Entry Name:  "ITBA-Fontanella-MC2"

VAST Challenge 2015
Mini-Challenge 2



Team Members:


Fernando Bejarano González, Instituto Tecnológico de Buenos Aires, fbejaran@itba.edu.ar
Teresa Natalia Fontanella De Santis, Instituto Tecnológico de Buenos Aires, tfontane@itba.edu.ar     PRIMARY


Student Team:  YES

 

Did you use data from both mini-challenges?  YES

 

Analytic Tools Used:

Tableau (most of graphics)

Postgresql (DB Queries).

Gephi 0.8.2-beta (for "Net graph")

 

Approximately how many hours were spent working on this submission in total?

45 hours.

 

May we post your submission in the Visual Analytics Benchmark Repository after VAST Challenge 2015 is complete? YES

 

 

 

 

-------------------------------------------------------------------------------------------------------------------------------------------------------------------------------------------------------------

Questions

 

MC2.1Identify those IDs that stand out for their large volumes of communication.  For each of these IDs

 

      a.      Characterize the communication patterns you see.

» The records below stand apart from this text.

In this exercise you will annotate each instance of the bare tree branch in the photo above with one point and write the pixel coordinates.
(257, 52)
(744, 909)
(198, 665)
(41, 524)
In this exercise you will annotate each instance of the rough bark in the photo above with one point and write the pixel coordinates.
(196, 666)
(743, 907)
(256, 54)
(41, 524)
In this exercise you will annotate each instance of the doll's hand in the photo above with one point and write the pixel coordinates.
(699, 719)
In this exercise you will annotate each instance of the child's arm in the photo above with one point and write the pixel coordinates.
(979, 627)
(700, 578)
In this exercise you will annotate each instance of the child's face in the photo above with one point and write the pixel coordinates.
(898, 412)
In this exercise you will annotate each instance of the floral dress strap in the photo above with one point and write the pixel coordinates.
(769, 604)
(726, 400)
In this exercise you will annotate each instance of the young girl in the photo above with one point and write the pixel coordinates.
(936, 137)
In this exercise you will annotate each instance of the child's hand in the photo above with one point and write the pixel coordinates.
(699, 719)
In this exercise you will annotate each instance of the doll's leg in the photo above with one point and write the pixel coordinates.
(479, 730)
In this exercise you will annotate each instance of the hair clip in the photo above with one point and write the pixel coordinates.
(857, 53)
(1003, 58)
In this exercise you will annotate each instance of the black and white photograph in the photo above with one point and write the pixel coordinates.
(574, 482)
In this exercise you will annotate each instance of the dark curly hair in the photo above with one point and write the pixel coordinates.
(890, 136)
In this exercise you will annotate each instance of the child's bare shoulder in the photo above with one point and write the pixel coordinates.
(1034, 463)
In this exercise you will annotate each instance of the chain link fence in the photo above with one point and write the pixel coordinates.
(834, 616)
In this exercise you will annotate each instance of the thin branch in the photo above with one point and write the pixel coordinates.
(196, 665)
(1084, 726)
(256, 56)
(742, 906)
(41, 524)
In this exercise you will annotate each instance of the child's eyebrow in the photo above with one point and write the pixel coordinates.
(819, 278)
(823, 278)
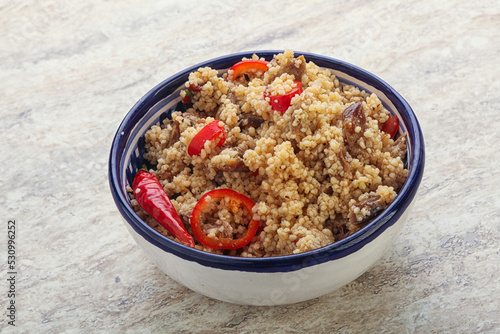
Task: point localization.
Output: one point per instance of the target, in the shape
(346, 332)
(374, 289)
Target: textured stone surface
(70, 71)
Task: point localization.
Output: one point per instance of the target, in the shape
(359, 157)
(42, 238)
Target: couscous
(273, 158)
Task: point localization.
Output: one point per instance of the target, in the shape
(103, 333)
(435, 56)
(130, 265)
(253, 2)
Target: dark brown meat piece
(399, 149)
(175, 134)
(353, 117)
(374, 205)
(250, 120)
(295, 67)
(338, 227)
(346, 166)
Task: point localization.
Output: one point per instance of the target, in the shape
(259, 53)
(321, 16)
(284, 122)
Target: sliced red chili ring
(247, 66)
(282, 102)
(209, 132)
(391, 126)
(220, 242)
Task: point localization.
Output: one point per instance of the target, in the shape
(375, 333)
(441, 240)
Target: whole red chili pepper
(152, 198)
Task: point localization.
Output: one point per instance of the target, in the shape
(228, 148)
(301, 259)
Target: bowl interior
(128, 149)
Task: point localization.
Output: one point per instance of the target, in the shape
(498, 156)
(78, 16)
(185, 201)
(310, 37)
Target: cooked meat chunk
(295, 67)
(353, 127)
(175, 134)
(250, 120)
(338, 227)
(365, 210)
(399, 149)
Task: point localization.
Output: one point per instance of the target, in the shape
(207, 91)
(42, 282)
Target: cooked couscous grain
(317, 172)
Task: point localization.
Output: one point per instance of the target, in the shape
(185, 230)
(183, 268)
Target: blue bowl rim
(284, 263)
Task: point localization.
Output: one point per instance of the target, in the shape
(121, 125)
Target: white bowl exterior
(255, 288)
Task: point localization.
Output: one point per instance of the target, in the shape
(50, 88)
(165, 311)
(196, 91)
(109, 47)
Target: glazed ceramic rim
(285, 263)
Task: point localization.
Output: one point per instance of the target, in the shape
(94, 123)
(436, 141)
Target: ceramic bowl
(274, 280)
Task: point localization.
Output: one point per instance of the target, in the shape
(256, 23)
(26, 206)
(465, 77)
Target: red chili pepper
(391, 126)
(152, 198)
(282, 102)
(247, 66)
(219, 242)
(210, 132)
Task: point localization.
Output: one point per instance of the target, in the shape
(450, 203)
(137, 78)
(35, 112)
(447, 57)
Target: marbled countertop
(71, 70)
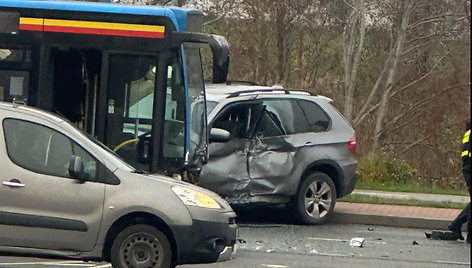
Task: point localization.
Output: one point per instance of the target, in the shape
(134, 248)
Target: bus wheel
(141, 246)
(315, 200)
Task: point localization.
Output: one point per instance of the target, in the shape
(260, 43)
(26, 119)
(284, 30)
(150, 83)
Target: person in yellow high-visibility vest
(464, 216)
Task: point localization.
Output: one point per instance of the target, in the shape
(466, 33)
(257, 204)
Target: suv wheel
(141, 246)
(315, 200)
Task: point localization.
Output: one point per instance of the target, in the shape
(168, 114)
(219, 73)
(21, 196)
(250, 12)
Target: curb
(395, 215)
(393, 221)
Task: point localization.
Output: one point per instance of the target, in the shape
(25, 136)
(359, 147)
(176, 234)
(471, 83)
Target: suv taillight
(352, 145)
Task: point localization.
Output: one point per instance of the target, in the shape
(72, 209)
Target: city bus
(130, 76)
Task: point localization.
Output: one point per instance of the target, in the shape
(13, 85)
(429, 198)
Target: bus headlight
(191, 197)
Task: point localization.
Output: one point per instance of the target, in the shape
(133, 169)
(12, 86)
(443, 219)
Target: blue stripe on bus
(178, 16)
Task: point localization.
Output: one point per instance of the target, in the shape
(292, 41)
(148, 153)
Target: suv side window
(317, 119)
(238, 120)
(43, 150)
(289, 114)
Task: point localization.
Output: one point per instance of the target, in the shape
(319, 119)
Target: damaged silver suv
(275, 146)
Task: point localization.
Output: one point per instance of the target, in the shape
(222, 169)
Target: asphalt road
(284, 245)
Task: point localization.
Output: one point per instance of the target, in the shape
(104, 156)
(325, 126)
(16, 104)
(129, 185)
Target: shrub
(383, 167)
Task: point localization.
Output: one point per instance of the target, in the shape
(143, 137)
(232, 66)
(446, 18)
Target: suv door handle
(13, 183)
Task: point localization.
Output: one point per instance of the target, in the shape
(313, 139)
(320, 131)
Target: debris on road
(443, 235)
(357, 242)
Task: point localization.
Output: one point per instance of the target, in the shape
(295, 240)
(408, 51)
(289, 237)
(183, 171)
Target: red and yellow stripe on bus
(91, 27)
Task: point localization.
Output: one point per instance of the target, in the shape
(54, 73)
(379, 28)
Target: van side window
(43, 150)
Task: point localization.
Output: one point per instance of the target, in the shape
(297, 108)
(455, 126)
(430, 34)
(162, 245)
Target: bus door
(75, 84)
(15, 73)
(132, 111)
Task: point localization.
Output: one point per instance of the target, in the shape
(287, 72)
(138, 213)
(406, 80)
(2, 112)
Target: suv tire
(141, 246)
(315, 200)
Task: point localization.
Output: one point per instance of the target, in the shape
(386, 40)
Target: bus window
(130, 101)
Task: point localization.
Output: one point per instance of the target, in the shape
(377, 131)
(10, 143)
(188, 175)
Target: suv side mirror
(76, 167)
(219, 135)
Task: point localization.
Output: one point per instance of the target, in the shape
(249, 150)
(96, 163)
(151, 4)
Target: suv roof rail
(268, 90)
(252, 83)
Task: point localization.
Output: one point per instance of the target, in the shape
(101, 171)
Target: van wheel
(141, 246)
(315, 200)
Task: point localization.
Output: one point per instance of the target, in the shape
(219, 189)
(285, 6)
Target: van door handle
(13, 183)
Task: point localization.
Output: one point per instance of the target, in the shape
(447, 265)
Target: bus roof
(177, 15)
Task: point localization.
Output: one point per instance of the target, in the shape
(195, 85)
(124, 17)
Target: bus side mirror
(144, 149)
(220, 50)
(219, 135)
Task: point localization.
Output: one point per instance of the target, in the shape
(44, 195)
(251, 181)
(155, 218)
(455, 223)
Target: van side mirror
(219, 135)
(76, 167)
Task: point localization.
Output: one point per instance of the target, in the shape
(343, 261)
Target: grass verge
(408, 187)
(353, 198)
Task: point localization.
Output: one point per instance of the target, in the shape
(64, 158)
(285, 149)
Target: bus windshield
(129, 75)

      b.      Based on these patterns, what do you hypothesize about these IDs?

 

Limit your response to no more than 4 images and 300 words.

 

 

Part A

The following graph shows the total number of messages shown sent / received by the 20 largest volume IDs, and from where they were sent. It can be seen that the highest volume ID messages (either sending or receiving) are: 1278894 and 839736.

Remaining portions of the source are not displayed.